A medida foi tomada após a negativa da governadora Raquel Lyra (PSD), que em junho recusou o pedido de Cabral por apoio federal. Na ocasião, ela alegou que os índices de criminalidade no município estavam em queda e que reforçaria o efetivo da Polícia Militar com novos concursados. A previsão é de que 2.400 policiais sejam nomeados no próximo mês e, até 2026, todos os 7 mil aprovados estejam nas ruas.
Durante entrevista à TV Nova, o prefeito lamentou a resposta do governo estadual e ressaltou que o Cabo lidera o ranking da violência em Pernambuco. Segundo ele, a cidade enfrenta uma grave crise de segurança pública, com atuação intensa de facções criminosas e um clima de medo entre os moradores. “Infelizmente, as facções estão dominando o Cabo. A população vive com medo de sair de casa”, afirmou.

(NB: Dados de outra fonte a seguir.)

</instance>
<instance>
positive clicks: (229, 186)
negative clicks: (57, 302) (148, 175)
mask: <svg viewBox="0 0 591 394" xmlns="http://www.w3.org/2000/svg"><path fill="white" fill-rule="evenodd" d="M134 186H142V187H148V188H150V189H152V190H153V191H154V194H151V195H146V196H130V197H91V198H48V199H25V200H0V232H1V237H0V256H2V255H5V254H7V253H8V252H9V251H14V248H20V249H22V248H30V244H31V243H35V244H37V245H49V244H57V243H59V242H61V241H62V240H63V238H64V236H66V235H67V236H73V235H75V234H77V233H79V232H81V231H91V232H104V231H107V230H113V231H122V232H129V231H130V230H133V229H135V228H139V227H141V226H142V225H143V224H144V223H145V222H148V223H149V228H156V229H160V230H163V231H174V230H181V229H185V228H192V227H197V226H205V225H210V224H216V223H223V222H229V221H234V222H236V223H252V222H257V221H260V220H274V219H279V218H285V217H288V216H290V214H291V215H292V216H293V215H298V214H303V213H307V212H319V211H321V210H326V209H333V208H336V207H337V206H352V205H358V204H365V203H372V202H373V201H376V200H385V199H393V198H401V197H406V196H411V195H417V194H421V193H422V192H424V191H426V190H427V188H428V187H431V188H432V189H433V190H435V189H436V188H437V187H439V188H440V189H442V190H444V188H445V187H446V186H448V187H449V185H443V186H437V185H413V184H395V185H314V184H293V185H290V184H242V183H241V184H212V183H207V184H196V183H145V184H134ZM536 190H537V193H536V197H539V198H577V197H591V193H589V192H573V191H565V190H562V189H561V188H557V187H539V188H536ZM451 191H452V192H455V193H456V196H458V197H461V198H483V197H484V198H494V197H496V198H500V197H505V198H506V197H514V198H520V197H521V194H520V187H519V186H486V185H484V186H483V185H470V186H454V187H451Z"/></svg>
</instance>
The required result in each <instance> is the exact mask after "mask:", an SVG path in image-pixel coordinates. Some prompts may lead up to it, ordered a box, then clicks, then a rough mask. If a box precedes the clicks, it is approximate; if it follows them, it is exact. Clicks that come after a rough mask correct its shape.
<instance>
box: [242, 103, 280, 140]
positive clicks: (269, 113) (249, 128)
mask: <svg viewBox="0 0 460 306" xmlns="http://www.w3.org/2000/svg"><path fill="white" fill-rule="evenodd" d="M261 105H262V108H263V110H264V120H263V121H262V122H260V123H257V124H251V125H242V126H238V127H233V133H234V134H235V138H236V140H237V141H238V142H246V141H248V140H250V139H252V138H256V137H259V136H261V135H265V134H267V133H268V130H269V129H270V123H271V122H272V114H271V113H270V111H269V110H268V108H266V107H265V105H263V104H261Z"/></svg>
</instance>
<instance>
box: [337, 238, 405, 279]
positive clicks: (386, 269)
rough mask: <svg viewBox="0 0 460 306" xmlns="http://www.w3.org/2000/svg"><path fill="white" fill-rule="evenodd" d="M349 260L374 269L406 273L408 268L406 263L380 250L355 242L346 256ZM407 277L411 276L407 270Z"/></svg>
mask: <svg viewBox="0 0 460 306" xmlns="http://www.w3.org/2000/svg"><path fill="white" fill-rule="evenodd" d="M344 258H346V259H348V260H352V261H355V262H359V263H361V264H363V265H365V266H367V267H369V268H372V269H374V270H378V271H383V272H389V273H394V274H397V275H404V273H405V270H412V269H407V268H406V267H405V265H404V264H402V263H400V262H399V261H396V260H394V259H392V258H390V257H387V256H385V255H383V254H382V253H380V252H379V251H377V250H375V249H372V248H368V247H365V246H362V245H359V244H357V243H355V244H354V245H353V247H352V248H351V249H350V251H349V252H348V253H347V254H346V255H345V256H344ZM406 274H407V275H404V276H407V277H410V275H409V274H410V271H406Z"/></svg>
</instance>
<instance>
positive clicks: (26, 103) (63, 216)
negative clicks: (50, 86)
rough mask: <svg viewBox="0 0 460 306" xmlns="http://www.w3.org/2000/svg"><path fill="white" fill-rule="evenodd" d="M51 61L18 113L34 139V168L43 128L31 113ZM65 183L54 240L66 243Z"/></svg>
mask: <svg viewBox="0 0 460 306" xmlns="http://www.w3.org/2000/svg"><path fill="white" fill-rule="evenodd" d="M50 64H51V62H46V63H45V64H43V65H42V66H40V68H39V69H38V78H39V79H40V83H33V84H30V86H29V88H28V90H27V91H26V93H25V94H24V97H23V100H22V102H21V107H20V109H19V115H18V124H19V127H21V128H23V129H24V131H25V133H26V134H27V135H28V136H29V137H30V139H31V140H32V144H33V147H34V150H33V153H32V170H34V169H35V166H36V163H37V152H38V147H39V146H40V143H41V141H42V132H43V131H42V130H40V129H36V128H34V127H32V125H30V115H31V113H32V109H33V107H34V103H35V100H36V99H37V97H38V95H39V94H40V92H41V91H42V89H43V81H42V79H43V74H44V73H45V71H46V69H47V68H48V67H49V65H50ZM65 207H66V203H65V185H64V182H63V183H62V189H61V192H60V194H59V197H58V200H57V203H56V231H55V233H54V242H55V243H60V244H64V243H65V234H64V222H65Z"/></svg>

O gestor destacou que o município conta com apenas 320 policiais militares para atender cerca de 320 mil habitantes entre o Cabo e Ipojuca. “Depois das 10 da noite, parece que há um toque de recolher. As ruas ficam desertas”, alertou, apelando mais uma vez à governadora para reconsiderar a decisão.
Lula Cabral também mencionou o caso de Paulista, que em 2019 recebeu o reforço da Força Nacional por solicitação do então governador Paulo Câmara. Segundo ele, a presença da tropa federal contribuiu significativamente para a redução da violência após pouco mais de um ano de atuação.
Para o prefeito, o Cabo precisa de atenção urgente, principalmente por ser a quarta economia de Pernambuco e estar em processo de expansão industrial, com a retomada de obras da Refinaria Abreu e Lima. Ele acredita que o envolvimento direto do presidente Lula pode ser decisivo para mudar o cenário atual.